Bob: “Wendy, that’s a good point! We’re now back to the topic of inclusion. For that meeting, if the facilitator’s goal is to get people to move, then we can tell people they can move whatever body parts they prefer. They can move their arms and shoulders, they can move their legs and feet, they can move their heads around. In fact, we can even tell people that they can just move their eyes!”

Me: “Move their eyes! Wow, that’s creative! Yes! Do you know I just move my eyes as you suggested? Just left and right. It woke me up! Lol!”

Bob: “Oh! We can tell people they can also “move” by moving their stomach.”

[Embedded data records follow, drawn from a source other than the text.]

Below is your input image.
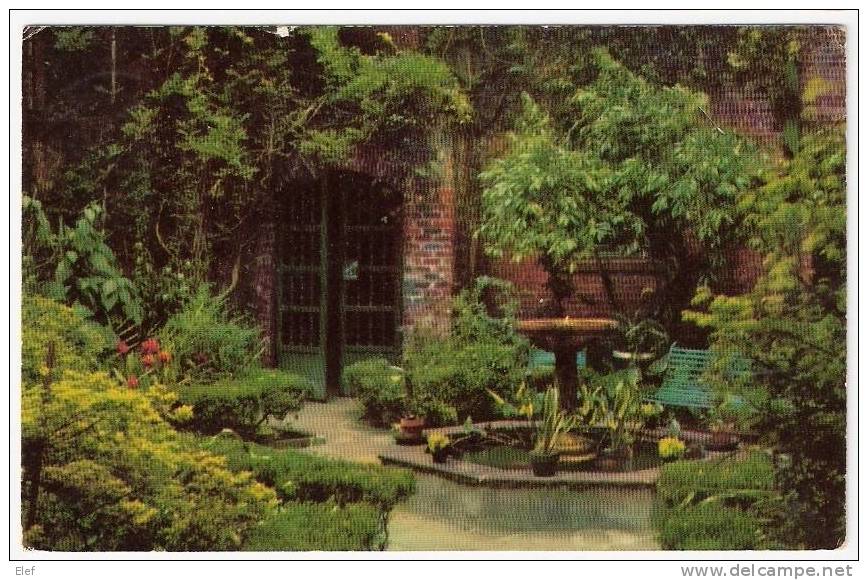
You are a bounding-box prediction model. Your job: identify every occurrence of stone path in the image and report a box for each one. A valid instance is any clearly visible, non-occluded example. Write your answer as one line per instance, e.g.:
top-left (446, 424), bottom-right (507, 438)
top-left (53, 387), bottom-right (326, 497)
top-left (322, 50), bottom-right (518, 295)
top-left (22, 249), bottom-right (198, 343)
top-left (288, 397), bottom-right (394, 464)
top-left (290, 398), bottom-right (659, 551)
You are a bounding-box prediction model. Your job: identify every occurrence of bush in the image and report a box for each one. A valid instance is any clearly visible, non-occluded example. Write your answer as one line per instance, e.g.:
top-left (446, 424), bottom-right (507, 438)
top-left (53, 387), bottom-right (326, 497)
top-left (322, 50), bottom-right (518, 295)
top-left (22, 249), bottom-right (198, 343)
top-left (657, 451), bottom-right (775, 506)
top-left (21, 371), bottom-right (277, 551)
top-left (343, 358), bottom-right (407, 426)
top-left (180, 369), bottom-right (311, 437)
top-left (243, 503), bottom-right (385, 552)
top-left (21, 297), bottom-right (109, 384)
top-left (208, 437), bottom-right (414, 511)
top-left (660, 503), bottom-right (762, 550)
top-left (404, 277), bottom-right (528, 425)
top-left (159, 285), bottom-right (263, 382)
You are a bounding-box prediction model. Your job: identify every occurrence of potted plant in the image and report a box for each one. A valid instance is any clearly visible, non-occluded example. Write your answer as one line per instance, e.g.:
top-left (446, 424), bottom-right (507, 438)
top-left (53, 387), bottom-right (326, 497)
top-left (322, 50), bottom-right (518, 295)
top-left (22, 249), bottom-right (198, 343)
top-left (530, 387), bottom-right (574, 477)
top-left (425, 433), bottom-right (452, 463)
top-left (396, 368), bottom-right (425, 445)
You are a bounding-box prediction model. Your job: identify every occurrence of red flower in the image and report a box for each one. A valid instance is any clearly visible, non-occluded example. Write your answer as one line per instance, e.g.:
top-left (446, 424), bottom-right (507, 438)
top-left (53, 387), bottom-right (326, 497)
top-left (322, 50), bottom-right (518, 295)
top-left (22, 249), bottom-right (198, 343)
top-left (142, 338), bottom-right (160, 354)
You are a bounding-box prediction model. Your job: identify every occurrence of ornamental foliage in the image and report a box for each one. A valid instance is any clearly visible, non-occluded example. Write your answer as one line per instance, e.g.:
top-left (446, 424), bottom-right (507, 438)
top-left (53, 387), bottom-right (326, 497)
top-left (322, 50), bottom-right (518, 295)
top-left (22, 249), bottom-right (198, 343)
top-left (479, 49), bottom-right (759, 321)
top-left (685, 128), bottom-right (847, 549)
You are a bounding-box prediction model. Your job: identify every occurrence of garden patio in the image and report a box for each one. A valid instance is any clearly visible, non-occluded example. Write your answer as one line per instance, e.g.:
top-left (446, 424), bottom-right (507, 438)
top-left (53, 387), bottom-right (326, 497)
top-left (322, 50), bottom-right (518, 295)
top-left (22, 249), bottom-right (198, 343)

Me: “‘Moving their stomach? What do you mean?”

Bob: “Take rapid breaths, or take deep breaths, or do breathing exercises. I can guarantee that would energize people.”

Me: “Wow! Good suggestions. I think the point is, we need to be conscientious and work hard not to exclude people, and give people choices, as long as we tell them the goal we want them to  accomplish.”

Bob: “Yup! I guess energizers are not quite the spark for the meeting then. At our next meeting, I’m going to suggest people they can move their mouths and just grab a bite to eat if they really want to “move” 😉 “

Me: “Hahahaha! You do that, Bob! LOL!”